TAB-63 (Romanian: Transportor Amfibiu Blindat model 1963, Amphibious Armoured Personnel Carrier model 1963) was an experimental Romanian prototype of an armoured personnel carrier. Basically, the Romanian engineers used the hull of a Soviet BTR-60P armoured personnel carrier and installed a number of Romanian auto parts in it. Although the design never entered production, the prototype represented the predecessor of the TAB-71 model.

==History==

In April 1963, the National Defense Council decided to develop a prototype of an armoured personnel carrier equipped with Romanian automotive components. These auto parts were successively installed in the hull of a Soviet BTR-60P (also known as the GAZ-49) at different factories of the local automotive industry. The experimental prototype, designated T.A.B.-63, was equipped with two local-made SR-213 engines, two gearboxes, two transfer cases, two drive shafts, two power take-offs, brakes, hydraulic pumps, parts of the electric system, parts of the centralized tire air pressure control system and a number of support elements of the armoured hull.

The prototype underwent a grueling 15,000-kilometer drive in a military cross country circuit.
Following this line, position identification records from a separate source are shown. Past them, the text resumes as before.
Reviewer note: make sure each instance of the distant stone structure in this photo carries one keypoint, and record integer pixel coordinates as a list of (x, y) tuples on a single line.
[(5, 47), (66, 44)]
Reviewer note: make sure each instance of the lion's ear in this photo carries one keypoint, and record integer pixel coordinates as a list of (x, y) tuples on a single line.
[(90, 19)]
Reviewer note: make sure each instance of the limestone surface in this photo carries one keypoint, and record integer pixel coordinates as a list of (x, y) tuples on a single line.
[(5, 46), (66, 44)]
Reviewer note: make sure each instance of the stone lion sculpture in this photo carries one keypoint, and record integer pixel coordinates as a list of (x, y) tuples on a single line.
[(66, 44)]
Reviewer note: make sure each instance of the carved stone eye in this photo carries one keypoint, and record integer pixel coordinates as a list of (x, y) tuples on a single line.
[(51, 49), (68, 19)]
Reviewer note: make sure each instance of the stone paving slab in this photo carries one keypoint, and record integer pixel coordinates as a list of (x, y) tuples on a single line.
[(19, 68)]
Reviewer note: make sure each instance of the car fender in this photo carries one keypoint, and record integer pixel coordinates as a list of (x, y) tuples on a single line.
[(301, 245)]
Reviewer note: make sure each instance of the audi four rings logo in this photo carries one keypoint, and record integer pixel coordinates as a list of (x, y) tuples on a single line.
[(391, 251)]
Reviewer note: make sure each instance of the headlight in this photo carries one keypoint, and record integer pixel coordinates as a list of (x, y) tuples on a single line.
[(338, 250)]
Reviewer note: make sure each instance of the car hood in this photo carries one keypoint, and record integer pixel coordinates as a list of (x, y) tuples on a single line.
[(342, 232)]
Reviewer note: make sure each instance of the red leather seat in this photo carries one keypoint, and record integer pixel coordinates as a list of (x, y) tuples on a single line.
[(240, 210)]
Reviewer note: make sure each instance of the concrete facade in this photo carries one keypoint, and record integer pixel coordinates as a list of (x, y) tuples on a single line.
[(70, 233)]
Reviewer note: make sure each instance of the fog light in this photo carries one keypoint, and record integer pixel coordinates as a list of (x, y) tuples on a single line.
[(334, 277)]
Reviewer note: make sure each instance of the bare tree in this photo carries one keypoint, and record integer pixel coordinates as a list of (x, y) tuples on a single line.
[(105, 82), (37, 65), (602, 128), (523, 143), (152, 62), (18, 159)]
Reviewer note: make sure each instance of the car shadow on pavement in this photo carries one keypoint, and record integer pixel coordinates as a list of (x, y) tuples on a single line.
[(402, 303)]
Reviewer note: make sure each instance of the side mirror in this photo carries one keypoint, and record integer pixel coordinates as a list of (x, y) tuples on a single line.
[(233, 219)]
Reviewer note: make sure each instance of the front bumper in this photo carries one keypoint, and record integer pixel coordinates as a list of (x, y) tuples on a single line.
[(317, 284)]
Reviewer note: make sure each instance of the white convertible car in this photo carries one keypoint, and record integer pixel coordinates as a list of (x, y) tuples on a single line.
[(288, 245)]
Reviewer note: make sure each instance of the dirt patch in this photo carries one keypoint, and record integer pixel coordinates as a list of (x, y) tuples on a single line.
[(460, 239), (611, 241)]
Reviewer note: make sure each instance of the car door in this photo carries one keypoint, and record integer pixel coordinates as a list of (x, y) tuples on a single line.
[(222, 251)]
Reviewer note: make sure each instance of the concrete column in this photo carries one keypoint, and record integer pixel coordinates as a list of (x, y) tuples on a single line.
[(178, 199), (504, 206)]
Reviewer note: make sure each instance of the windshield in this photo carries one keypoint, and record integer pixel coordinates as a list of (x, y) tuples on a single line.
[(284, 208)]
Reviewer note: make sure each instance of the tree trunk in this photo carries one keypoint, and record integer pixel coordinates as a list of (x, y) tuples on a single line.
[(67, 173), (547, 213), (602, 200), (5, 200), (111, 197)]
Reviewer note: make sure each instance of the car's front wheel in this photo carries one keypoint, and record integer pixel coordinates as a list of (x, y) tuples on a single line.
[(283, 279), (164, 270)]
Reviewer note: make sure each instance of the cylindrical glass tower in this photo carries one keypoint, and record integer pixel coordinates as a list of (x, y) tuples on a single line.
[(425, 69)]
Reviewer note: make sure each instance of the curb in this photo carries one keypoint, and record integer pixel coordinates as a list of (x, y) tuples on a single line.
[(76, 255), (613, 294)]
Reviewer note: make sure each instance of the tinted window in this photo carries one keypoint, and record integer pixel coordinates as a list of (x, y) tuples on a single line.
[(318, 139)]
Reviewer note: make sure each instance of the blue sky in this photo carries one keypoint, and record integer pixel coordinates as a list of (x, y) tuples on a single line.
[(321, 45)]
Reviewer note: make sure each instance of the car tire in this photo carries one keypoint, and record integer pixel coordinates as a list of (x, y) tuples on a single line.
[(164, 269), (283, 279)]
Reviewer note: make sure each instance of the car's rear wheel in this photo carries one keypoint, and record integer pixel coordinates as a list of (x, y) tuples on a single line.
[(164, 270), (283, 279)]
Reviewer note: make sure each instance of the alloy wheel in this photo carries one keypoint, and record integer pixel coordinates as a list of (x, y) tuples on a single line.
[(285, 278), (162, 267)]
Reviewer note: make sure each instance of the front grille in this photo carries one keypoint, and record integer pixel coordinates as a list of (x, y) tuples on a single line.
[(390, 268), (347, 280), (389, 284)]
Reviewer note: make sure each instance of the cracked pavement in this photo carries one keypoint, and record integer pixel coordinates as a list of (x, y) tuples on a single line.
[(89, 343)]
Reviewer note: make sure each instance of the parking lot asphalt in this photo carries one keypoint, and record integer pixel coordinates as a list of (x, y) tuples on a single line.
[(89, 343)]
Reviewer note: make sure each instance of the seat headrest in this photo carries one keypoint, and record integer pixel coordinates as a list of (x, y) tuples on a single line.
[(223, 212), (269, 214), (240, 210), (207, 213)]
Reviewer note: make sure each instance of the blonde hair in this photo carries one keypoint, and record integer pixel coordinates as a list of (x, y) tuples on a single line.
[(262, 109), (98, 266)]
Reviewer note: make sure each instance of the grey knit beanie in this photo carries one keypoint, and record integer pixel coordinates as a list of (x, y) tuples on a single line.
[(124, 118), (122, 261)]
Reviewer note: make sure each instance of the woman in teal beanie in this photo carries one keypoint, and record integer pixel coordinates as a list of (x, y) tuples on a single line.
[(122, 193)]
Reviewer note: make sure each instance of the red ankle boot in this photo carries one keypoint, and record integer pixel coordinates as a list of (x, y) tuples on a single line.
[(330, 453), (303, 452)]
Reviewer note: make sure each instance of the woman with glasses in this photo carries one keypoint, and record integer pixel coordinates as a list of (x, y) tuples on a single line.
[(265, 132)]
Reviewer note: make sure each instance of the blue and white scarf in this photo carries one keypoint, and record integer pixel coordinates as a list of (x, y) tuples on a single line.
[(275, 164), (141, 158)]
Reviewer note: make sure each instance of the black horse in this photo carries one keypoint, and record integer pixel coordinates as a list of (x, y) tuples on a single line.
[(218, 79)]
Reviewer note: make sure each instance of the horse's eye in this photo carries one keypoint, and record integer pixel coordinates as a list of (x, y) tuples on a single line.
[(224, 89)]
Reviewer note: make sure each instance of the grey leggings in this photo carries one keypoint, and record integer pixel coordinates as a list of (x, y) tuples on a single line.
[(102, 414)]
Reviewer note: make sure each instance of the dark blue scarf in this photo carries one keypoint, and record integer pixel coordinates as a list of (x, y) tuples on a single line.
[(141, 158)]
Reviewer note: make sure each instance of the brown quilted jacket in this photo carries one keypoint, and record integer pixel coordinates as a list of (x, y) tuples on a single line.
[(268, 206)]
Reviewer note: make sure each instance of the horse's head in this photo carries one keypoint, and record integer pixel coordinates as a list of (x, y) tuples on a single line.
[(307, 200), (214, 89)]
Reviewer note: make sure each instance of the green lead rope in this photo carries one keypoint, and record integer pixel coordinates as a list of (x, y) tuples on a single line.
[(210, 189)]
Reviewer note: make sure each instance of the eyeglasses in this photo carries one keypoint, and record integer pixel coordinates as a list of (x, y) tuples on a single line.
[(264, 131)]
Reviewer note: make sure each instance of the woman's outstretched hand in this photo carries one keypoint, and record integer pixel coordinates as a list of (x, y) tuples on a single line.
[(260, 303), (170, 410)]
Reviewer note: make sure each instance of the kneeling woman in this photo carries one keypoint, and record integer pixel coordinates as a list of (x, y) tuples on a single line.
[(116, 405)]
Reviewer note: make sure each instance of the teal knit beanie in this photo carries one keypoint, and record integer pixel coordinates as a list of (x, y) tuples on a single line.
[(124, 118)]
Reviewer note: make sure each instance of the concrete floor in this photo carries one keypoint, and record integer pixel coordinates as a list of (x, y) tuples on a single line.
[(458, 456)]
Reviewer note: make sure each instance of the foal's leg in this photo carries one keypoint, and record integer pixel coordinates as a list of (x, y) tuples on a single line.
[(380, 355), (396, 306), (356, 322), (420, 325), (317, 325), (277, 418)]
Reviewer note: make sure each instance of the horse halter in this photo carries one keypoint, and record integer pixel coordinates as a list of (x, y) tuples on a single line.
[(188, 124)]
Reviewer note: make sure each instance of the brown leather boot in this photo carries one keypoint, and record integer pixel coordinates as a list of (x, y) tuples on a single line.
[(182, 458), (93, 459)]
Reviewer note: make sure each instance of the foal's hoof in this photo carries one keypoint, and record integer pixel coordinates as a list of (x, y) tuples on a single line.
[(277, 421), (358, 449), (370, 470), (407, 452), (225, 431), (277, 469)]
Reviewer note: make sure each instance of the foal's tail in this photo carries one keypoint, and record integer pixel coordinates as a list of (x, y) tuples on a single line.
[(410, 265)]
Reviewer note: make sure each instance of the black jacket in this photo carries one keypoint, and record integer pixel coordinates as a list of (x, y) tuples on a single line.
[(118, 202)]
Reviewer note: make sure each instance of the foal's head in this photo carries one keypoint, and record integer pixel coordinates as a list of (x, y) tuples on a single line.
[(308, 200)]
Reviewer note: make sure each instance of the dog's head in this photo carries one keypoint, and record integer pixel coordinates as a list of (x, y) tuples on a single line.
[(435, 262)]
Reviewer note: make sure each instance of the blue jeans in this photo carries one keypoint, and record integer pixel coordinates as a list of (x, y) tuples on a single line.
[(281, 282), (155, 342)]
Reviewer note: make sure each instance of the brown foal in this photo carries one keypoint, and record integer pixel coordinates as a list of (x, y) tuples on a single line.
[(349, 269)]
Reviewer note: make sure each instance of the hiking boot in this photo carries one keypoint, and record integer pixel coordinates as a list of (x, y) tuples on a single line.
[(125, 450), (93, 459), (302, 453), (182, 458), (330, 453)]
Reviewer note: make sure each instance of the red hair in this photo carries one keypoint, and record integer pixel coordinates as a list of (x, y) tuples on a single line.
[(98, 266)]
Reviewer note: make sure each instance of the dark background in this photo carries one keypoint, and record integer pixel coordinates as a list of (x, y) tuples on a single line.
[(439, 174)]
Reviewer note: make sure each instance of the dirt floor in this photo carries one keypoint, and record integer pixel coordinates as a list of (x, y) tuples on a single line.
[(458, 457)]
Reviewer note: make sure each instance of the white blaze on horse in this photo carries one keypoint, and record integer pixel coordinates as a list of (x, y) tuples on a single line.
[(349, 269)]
The amphibious ability was tested for 26 hours. At the end of the tests, the Romanian military engineers stated that if the prototype was equipped with the suitable transmission, it had the same mobility of the BTR-60P model.

Although the TAB-63 never entered production, the experience gained during the development and assembling of this prototype was later used for the production of the TAB-71 armoured personnel carrier.